By Reg Curren
March 28 (Bloomberg) -- Natural gas advanced as speculators who had sold contracts in bad bets on falling prices bought the positions back to protect gains or limit losses.
Natural gas has rallied 31 percent since Dec. 31 and 8 percent so far this week, forcing those with so-called short positions to buy. Short trades are bets prices will decline. Analysts had expected gas to decline as winter waned and the economy slowed.
``The buyers are out, there's a lot of buying on the dips,'' said Carl Neill, an energy analyst at Risk Management Inc. in Chicago. Gas is slowly turning people into believers that it is a worldwide market and ``the price will go higher.''
Natural gas for May delivery rose 11.3 cents, or 1.2 percent, to settle at $9.80 per million British thermal units at 3:22 p.m. on the New York Mercantile Exchange. Gas touched a two- year high of $10.294 on March 14.
The April contract expired yesterday at $9.578.
``It's up, up and away for natural gas, we're going to average about $11 from April to November,'' said Peter Linder, an analyst and senior adviser with Calgary-based DeltaOne Energy Fund. ``It's supply'' falling after two years of surpluses.
Stockpiles may end the heating season near 1.25 trillion cubic feet, possibly less then needed to enable inventories to rebuild through the summer, analysts have said. Last year at this time supplies totaled 1.517 trillion cubic feet.
Stockpiles fell 36 billion cubic feet last week to 1.277 trillion cubic feet, the Energy Department said yesterday.

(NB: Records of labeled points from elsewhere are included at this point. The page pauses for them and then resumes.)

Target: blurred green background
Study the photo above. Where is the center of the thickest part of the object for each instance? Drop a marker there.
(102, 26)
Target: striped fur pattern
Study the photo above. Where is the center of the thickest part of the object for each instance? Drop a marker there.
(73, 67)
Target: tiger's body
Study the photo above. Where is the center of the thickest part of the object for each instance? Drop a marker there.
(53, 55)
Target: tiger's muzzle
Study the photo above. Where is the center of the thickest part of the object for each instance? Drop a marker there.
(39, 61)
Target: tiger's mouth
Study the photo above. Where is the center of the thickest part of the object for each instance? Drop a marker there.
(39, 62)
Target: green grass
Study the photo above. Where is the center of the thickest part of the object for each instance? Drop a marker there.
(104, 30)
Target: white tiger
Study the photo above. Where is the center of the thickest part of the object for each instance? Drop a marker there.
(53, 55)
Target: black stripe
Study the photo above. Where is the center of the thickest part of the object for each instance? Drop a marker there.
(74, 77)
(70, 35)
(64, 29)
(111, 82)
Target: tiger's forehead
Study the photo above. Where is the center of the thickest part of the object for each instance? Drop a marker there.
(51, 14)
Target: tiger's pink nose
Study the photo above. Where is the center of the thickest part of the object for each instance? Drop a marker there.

Shrinking inventories and higher demand for gas-fired power generation ``will continue to support elevated natural gas prices,'' said Michael Dane, an analyst at SunTrust Robinson Humphrey in Houston.
Falling Imports
Declining imports of liquefied natural gas, or LNG, are also playing a role, he said.

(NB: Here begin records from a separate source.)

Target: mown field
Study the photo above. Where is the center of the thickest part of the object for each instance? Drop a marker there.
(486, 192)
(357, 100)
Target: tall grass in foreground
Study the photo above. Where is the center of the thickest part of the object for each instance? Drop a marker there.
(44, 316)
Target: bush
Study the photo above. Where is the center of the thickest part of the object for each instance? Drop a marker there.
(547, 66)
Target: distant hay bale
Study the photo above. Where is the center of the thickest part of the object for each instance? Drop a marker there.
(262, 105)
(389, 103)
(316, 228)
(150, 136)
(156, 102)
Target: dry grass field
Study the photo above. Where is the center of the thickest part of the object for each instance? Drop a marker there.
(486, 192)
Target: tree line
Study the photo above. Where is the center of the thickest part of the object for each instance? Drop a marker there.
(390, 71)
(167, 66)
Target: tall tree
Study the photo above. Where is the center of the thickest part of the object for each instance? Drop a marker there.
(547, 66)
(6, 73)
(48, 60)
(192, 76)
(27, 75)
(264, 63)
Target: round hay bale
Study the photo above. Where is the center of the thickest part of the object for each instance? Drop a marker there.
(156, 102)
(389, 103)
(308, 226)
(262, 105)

LNG flow into the U.S. this year may fall below the average 2.1 billion cubic feet a day in 2007. Analysts credit LNG, gas that has been cooled to a liquid state so that it can moved by tankers to markets not connected by pipelines, with helping push inventories to a record 3.545 trillion cubic feet at the start of the winter demand season last November.
Gas prices ``should stay firm or trend higher'' because supplies have tightened and ``it remains a cheaper alternative fuel,'' said John Kilduff, vice president of risk management at MF Global Ltd. in New York.
BTUs
On an energy equivalency basis, oil used to heat buildings and run power plants traded at premium to natural gas in New York. Based on spot prices, gas is valued at $10.07 per million Btu compared with $13.74 per million Btu for fuel oil, according to data compiled by Bloomberg. Heating oil at $23.09 per million Btu equivalent is more than double the price of natural gas.
Commercial, industrial and power-generation demand accounts for about 78 percent of U.S. gas use, according to the Energy Department.
Imports of LNG for March are averaging 800 million cubic feet a day, about one-third the daily average of a year ago, Stacy Nieuwoudt, an analyst at Tudor, Pickering, Holt & Co. in Houston, said in a note yesterday.
``We're sitting on a real knife's edge at the moment, if we get a hot summer and we need LNG, we'll have to pay higher prices'' perhaps as much as $2 per million Btu than current prices, said Zach Allen, president of Pan EurAsian Enterprises in Raleigh, North Carolina, which tracks LNG shipments.
A moderate summer would allow demand to be met by current U.S. production and prompt gas prices to slide lower and blunt shipments of LNG, Allen said.
Traders have priced gas ``right in the middle'' of the two scenarios, allowing room for a $1 to $2 move in either direction, depending on weather, Allen said.